Our Fears

17 In this is love brought to perfection among us, that we have confidence on the day of judgment because as he is, so are we in this world. 18 There is no fear in love, but perfect love drives out fear because fear has to do with punishment, and so one who fears is not yet perfect in love.

Verse 17 tells us how to have something everybody wants to have. And v.18 tells us how to get rid of something everybody wants to get rid of. We, of course, do not like to talk about fear. We do everything we can to be free from it. Yet fear is an essential part of human existence and, like it or not, some fear will accompany us, always and everywhere, until the end.

Paul Tillich, in The Courage to Be, writes about the triple nature of human fear or anxiety. Three existential fears, he writes, accompany life:

  1. Fear or alarm of death
  2. Fear or alarm of emptiness of life and its meaninglessness
  3. Fear of guilt and condemnation

If Tillich is right, how does our faith in Christ address these fears?

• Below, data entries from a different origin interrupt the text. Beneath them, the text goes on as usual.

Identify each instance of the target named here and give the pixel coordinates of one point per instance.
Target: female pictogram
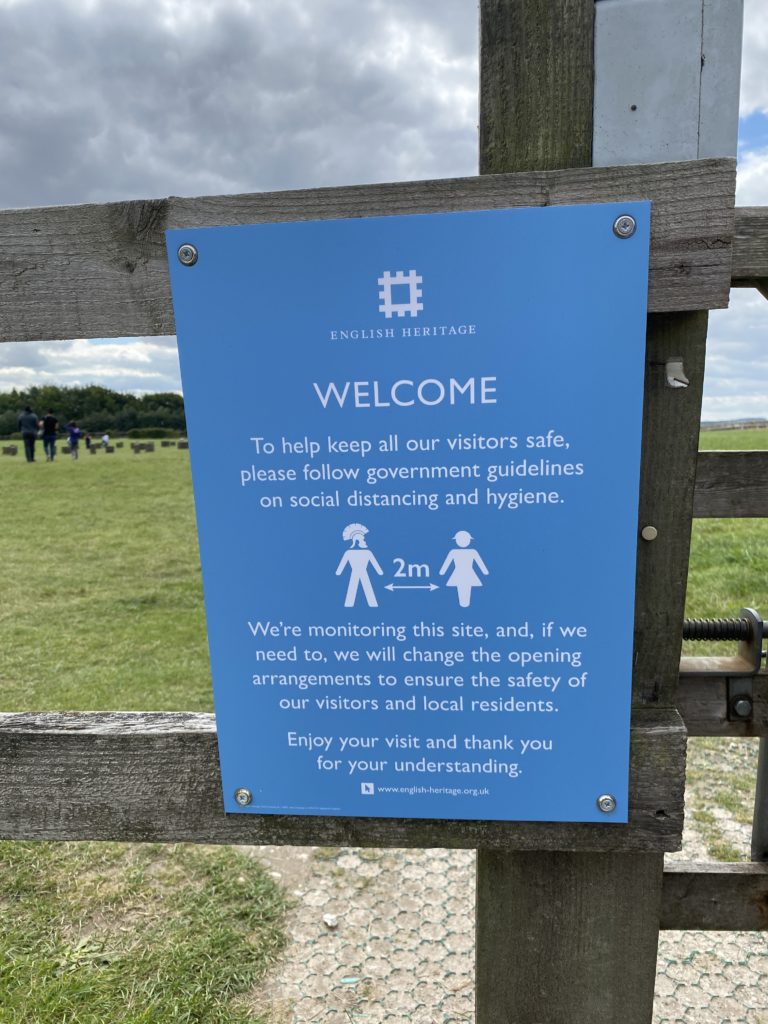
(464, 560)
(358, 558)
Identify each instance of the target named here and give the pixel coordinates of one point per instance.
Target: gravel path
(387, 936)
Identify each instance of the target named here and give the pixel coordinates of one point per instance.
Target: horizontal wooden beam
(702, 702)
(100, 270)
(731, 484)
(715, 897)
(155, 777)
(751, 248)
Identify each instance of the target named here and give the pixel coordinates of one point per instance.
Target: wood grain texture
(715, 897)
(702, 701)
(751, 245)
(578, 931)
(731, 484)
(671, 423)
(155, 777)
(87, 271)
(537, 87)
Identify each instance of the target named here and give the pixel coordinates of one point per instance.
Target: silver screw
(187, 254)
(742, 707)
(625, 226)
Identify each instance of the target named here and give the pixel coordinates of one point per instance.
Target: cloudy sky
(112, 99)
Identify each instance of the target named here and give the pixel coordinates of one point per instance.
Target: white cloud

Of all our fears, to most, death is the most frightening. Nobody wants to die; nobody wants even to think about death. One way to avoid thinking about death is through positive language. No one ever dies anymore; instead, one simply “passes away.” Death is made to sound like a pleasant little trip. If you think about the language we use, you’ll be able to come up with many euphemisms for aging, infirmity, and death. The manifold ways in which death is disguised or ignored sometimes constitute a virtual denial of death, which in itself reveals our fear of death. However, all those ways to avoid thinking about death do not obscure its reality and tragedy. Death is death; and—regardless of whatever ways we attempt to mask it—its reality, and the fear that reality brings, will always be with us.

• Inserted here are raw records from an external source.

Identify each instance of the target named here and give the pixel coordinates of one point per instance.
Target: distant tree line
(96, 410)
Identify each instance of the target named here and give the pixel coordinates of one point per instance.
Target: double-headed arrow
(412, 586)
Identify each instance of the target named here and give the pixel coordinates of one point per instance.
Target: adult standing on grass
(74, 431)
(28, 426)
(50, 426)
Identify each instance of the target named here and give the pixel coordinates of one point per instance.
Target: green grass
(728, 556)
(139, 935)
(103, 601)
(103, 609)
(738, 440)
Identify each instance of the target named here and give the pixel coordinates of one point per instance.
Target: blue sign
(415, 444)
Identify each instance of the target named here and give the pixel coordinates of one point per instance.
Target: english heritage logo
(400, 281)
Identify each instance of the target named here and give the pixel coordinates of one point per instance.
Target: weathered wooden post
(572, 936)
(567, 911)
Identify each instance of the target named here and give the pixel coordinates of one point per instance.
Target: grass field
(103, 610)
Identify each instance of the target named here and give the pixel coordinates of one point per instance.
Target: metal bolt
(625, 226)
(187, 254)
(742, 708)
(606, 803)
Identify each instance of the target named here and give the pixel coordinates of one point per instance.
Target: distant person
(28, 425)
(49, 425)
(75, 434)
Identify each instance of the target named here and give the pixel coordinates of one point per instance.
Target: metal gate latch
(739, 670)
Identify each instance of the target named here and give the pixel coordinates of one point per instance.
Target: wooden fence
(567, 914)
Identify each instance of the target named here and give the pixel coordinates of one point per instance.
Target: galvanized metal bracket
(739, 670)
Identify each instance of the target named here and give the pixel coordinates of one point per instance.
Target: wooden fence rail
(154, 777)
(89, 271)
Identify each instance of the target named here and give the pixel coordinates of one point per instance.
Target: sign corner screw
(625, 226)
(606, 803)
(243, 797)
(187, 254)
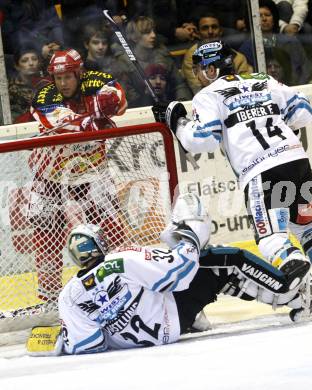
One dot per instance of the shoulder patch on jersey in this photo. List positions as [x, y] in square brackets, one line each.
[230, 77]
[89, 282]
[93, 80]
[110, 267]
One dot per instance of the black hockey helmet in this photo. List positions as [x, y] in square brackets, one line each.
[217, 53]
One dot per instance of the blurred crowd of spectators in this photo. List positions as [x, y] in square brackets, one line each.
[163, 35]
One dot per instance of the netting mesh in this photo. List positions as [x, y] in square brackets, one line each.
[119, 183]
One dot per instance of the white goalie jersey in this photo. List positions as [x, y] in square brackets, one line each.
[126, 301]
[253, 116]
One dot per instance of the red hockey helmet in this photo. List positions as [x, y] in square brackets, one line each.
[64, 61]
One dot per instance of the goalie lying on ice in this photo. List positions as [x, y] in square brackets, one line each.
[139, 297]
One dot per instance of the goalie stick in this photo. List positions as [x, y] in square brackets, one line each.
[140, 71]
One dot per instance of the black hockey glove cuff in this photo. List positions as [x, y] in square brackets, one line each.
[175, 110]
[159, 111]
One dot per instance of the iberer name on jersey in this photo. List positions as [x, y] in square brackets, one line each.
[255, 112]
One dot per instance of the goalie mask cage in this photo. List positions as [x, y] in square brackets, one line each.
[122, 179]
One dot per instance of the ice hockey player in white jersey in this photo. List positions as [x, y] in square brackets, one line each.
[254, 117]
[140, 297]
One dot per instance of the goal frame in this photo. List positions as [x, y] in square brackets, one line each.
[43, 141]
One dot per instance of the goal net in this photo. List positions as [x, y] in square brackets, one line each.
[122, 179]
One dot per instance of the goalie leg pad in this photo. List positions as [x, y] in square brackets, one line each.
[45, 341]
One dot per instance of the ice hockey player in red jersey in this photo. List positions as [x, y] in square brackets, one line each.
[254, 118]
[75, 101]
[143, 296]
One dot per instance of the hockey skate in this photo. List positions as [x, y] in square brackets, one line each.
[305, 292]
[294, 265]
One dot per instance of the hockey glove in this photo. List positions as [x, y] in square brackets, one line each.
[159, 111]
[175, 110]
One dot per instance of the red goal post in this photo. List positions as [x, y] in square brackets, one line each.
[121, 178]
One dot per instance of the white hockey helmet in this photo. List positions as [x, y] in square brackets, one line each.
[86, 242]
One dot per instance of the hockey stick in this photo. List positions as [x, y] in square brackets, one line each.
[29, 310]
[140, 71]
[60, 126]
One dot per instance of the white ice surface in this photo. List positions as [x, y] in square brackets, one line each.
[247, 355]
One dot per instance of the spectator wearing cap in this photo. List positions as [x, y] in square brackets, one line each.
[210, 29]
[148, 50]
[34, 21]
[158, 77]
[24, 83]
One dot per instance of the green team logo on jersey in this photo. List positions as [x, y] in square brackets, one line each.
[109, 267]
[257, 76]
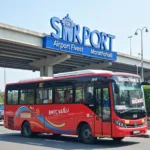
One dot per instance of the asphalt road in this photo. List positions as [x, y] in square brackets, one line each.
[13, 140]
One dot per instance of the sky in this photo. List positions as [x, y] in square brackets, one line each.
[120, 18]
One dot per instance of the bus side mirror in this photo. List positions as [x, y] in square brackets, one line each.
[145, 83]
[116, 88]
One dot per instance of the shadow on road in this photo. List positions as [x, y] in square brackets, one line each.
[63, 142]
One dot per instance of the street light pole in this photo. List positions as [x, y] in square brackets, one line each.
[130, 44]
[136, 33]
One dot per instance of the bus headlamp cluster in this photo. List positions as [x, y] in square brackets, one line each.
[119, 123]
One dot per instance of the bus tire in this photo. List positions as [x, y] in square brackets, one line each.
[26, 129]
[85, 135]
[118, 139]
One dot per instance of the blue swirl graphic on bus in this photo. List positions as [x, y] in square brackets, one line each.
[42, 120]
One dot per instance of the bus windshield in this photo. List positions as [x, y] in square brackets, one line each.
[128, 93]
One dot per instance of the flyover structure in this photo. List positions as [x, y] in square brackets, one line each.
[23, 49]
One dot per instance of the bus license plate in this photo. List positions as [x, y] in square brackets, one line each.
[136, 132]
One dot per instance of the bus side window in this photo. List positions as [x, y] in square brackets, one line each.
[12, 96]
[84, 93]
[44, 96]
[64, 94]
[26, 96]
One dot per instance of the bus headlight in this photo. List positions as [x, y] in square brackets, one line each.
[119, 123]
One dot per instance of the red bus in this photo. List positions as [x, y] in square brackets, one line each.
[87, 103]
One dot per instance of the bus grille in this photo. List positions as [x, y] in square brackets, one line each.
[10, 122]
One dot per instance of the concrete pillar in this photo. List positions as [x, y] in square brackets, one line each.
[46, 71]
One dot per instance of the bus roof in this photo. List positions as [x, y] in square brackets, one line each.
[75, 73]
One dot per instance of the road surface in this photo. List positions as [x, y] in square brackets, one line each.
[13, 140]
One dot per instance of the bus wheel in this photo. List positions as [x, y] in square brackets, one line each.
[119, 139]
[56, 135]
[85, 135]
[26, 129]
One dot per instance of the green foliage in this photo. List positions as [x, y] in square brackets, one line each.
[147, 98]
[1, 97]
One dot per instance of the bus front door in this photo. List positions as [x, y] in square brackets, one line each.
[103, 111]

People want to make their lives meaningful. Some see the purpose of their lives in their careers, raising children, gaining wealth, becoming popular, or maybe in doing scientific research. Others find the meaning of life through the very process of searching for the meaning of life. But what does life mean if everything inevitably finishes with death?

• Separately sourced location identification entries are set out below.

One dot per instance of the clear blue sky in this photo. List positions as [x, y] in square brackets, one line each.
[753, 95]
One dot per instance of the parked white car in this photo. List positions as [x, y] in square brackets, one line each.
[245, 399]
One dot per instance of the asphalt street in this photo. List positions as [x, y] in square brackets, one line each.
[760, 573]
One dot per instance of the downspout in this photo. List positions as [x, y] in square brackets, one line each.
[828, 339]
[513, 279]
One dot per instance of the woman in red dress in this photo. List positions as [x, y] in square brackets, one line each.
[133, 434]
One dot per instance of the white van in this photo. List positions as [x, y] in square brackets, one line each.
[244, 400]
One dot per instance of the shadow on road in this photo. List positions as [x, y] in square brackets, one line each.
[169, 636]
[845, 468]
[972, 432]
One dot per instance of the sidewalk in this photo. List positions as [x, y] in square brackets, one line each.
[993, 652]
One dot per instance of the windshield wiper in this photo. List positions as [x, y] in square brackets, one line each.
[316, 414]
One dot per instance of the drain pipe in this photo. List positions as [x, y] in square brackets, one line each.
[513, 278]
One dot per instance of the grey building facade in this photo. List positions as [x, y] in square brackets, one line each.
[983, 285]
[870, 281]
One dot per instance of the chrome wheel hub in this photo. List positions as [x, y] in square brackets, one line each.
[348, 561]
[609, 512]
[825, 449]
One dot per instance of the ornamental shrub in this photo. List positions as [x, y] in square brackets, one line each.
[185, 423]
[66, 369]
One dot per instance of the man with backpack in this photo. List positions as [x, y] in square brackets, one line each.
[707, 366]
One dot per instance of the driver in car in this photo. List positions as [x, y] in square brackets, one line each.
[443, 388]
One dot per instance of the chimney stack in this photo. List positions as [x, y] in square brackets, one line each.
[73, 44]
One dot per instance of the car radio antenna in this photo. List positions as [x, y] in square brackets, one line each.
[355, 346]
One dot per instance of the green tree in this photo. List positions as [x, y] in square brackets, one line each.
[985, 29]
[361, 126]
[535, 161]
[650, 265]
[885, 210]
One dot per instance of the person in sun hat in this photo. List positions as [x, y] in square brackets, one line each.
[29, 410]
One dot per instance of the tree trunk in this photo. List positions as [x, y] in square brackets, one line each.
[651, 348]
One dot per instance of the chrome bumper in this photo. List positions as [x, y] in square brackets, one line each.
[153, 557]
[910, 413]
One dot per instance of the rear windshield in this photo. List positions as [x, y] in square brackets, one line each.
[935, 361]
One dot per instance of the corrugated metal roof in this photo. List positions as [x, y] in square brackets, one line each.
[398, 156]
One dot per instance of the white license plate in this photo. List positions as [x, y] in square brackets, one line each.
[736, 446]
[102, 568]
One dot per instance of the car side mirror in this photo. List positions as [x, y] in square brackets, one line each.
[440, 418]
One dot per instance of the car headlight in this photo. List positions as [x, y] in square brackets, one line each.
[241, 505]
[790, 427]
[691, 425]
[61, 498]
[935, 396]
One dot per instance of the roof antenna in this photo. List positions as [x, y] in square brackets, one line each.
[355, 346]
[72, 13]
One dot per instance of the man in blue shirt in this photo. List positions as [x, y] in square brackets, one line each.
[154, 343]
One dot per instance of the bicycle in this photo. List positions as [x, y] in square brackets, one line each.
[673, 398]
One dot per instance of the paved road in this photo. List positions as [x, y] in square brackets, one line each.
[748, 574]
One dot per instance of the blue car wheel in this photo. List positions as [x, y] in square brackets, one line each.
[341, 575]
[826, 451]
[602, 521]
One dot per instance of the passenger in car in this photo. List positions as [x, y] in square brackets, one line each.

Everybody knows how painful guilt and condemnation can be. They can deprive you of internal peace and harmony. Guilt can cause both mental and physical damage. Who has not struggled, to some degree, with guilt and fear?

The question remains, then: how does our faith in Christ address these fears? Or put another way, does your faith in Jesus as Lord and Savior give you some measure of relief from the fears because you find meaning in following Jesus; meaning that frees you from guilt and condemnation; meaning that is the source of Hope for this life and the one to come.

Something to consider on this Wednesday morning.